Step 5 — Construct the ZKAP Frame
A ZKAP Frame is built:
{ "zk_proof": "...", "commitment_root": "0xabc...", "payload_ciphertext": "0xff12...", "nullifier": "0xdef...", "session_hash": "0x9988...", "expiry_block": 12345678 }
This is the only structure that goes on-chain.
No sender. No signature. No calldata. No visible action. No metadata.
Step 6 — Submit Frame to the ZKAP Validator Contract
The validator does three things:
verify the ZK proof
check nullifier reuse
check expiry block
If valid → the validator emits:
AnonymousAction(commitment_root, payload_ciphertext)
This becomes the application’s input.
Step 7 — Application decrypts the payload
The DEX backend receives the event.
It decrypts the ciphertext using its decryption key.

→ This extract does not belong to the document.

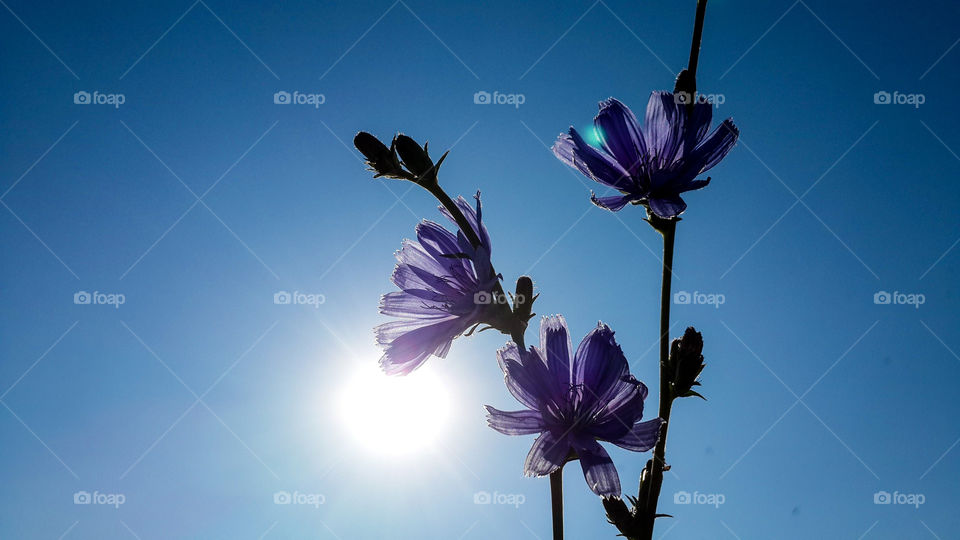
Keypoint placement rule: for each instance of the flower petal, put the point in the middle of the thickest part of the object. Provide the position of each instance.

It recovers the original payload:
{ "action": "swap", "tokenIn": "USDC", "tokenOut": "ETH", "amount": "500", "minOut": "0.3" }
Step 8 — Application executes the logic normally
The DEX executes the swap exactly as a standard swap:
routing logic
slippage checks
liquidity selection
settlement logic
But without ever knowing:
who the user was
where request originated
which address submitted it
what user behavior pattern looks like
3. Final Summary
The complete lifecycle:
Prepare Payload → Encrypt → Generate ZK Proof → Build Frame → Submit Frame → Validator Verifies → Anonymous Event Emitted → App Decrypts → App Executes Logic
ZKAP transforms blockchain interactions from being transparent and identifiable into anonymous and encrypted — while keeping everything valid and executable.